Eating kuromame during the New Year represents being diligent and remaining in good health. Whether or not this will come true for you, kuromame does supply a rich source of protein and its delicious! My friend Noriko tells me that the leftover broth from cooking the beans is also good for sore throats.
Kuromame (Sweet Simmered Black Soybeans)
Recipe as shared by my friend Noriko
Makes 8 to 10 servings
10.5 ounces kuromame (dried black soybeans)
11 cups water
1 1/2 cups granulated sugar
2 1/2 teaspoons soy sauce
1 teaspoon baking soda
1. Thoroughly rinse the beans in cool water, then drain and set aside.

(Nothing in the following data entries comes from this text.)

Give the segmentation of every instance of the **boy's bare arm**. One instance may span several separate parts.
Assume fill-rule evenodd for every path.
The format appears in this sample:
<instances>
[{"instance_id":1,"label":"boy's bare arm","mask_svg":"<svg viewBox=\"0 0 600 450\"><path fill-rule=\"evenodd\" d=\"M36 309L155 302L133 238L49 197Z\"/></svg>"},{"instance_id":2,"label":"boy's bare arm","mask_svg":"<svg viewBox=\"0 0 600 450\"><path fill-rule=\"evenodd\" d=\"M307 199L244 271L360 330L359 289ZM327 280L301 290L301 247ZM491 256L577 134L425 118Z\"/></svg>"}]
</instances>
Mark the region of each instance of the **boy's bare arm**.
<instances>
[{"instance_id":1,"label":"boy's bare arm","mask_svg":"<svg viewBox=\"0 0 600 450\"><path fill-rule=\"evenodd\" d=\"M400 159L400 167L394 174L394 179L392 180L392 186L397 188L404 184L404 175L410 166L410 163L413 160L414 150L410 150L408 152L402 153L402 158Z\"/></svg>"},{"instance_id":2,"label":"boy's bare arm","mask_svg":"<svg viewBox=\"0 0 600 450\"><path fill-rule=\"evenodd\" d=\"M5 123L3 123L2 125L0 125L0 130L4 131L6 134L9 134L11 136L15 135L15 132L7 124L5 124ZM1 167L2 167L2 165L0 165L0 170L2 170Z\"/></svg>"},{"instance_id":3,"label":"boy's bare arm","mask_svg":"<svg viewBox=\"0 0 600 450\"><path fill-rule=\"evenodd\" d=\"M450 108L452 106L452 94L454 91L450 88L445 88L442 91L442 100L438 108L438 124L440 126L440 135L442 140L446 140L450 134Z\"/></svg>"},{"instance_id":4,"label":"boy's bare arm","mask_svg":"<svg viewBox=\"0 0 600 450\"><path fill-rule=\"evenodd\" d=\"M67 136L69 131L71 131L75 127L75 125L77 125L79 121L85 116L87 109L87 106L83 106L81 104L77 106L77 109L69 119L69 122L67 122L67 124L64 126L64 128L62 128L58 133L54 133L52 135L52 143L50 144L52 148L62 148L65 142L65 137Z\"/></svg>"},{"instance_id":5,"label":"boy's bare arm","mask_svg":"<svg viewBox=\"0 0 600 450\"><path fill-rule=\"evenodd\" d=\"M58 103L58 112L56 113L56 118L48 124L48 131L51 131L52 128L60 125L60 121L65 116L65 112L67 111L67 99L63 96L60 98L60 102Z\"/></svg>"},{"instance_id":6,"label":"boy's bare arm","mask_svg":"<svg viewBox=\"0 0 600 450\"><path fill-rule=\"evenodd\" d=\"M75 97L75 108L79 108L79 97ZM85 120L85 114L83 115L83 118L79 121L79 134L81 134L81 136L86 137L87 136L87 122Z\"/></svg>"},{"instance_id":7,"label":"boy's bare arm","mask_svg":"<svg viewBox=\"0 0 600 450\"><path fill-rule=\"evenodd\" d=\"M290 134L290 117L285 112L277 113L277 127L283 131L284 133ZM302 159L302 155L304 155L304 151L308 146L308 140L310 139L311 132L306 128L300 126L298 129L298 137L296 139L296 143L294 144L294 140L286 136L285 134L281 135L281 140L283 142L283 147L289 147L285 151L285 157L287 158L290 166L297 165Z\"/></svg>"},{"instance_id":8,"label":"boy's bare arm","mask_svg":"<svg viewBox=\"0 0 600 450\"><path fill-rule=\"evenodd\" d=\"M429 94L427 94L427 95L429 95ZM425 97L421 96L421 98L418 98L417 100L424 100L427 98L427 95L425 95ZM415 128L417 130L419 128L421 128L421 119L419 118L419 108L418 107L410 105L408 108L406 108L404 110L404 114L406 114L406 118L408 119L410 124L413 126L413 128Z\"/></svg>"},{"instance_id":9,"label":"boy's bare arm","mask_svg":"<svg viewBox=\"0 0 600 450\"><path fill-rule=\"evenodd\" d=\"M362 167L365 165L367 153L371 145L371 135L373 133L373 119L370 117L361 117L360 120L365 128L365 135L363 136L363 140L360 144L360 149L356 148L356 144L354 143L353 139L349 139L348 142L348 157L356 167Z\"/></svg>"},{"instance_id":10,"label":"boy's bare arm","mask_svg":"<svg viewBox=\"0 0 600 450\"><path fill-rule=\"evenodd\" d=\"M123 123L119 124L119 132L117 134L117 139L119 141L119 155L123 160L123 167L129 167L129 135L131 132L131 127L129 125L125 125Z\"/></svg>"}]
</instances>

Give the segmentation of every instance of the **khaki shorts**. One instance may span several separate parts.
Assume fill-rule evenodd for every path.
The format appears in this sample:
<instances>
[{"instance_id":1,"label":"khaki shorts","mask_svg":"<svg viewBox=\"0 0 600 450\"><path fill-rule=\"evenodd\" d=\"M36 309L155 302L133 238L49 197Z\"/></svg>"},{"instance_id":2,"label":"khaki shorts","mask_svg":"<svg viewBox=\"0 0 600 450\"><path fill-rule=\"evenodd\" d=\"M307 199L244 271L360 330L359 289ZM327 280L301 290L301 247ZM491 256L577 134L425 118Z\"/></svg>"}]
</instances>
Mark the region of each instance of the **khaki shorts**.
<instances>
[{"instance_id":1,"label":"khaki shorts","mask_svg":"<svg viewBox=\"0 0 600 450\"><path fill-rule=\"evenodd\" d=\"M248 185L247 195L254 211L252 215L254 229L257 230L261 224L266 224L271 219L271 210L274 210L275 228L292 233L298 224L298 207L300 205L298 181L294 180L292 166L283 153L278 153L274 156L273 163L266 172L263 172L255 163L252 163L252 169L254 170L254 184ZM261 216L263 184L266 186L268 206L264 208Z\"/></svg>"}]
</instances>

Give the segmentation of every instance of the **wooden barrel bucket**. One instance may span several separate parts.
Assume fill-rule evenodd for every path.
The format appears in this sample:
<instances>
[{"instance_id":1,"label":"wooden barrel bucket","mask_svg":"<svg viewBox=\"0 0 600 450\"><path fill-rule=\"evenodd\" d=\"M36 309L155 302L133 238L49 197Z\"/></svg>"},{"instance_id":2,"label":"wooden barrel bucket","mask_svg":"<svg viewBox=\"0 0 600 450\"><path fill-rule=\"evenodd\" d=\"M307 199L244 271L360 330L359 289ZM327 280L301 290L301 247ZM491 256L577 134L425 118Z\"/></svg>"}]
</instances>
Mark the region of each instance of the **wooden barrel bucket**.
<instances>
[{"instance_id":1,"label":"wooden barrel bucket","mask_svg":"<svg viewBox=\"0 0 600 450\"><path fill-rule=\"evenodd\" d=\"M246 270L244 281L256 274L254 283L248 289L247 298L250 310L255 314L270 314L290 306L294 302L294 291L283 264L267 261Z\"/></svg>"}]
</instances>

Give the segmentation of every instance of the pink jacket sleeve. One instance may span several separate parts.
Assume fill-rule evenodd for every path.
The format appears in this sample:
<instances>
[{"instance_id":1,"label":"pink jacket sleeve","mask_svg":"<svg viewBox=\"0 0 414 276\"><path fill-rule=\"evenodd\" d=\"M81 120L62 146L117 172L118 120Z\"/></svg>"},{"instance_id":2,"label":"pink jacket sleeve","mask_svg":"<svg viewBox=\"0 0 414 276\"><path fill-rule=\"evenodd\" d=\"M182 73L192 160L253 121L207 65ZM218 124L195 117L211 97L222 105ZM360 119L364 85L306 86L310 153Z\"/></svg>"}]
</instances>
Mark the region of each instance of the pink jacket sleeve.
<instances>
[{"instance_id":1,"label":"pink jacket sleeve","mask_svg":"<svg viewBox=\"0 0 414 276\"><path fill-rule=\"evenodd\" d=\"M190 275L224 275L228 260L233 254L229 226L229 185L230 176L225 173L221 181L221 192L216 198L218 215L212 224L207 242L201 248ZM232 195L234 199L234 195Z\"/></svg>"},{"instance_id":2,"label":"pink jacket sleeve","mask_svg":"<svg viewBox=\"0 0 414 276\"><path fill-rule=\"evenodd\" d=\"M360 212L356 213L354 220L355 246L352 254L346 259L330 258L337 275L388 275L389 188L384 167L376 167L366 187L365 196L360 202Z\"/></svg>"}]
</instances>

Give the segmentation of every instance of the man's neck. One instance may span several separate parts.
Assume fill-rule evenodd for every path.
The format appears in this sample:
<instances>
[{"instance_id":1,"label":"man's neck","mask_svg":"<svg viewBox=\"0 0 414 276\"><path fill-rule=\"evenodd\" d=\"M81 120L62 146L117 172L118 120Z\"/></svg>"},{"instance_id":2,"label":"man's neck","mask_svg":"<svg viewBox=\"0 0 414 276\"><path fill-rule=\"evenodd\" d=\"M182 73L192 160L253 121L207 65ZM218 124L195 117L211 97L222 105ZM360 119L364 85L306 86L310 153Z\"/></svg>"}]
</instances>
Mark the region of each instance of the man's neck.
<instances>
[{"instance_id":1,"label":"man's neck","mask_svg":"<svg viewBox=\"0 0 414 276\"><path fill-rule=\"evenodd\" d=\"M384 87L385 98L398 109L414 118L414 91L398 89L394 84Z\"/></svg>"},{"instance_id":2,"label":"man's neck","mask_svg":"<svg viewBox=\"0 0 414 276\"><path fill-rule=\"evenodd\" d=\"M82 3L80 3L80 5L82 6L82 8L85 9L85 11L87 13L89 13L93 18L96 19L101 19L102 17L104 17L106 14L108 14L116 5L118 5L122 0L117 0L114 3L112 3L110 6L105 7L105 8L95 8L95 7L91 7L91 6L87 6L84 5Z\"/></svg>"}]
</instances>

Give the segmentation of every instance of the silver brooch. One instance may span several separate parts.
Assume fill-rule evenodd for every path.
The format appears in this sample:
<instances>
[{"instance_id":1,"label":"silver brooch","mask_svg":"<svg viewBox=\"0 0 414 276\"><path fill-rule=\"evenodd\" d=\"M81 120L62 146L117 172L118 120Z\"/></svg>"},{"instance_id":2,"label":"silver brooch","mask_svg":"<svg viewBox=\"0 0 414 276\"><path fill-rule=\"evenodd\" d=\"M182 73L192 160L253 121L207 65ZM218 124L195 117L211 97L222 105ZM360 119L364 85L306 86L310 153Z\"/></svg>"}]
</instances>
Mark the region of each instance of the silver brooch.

2. Bring the water to a boil in a large pot. Then add the sugar, soy sauce, and baking soda and let simmer for 3 minutes, then remove from the heat. Add the rinsed beans to the bot, cover, and let the beans soak overnight.
3. Place an otoshibuta (a small lid that fits inside the pan) in the pot, and simmer the beans on low heat for about 8 hours, adding additional water as needed so that the beans stay immersed. The beans are done when they are very tender.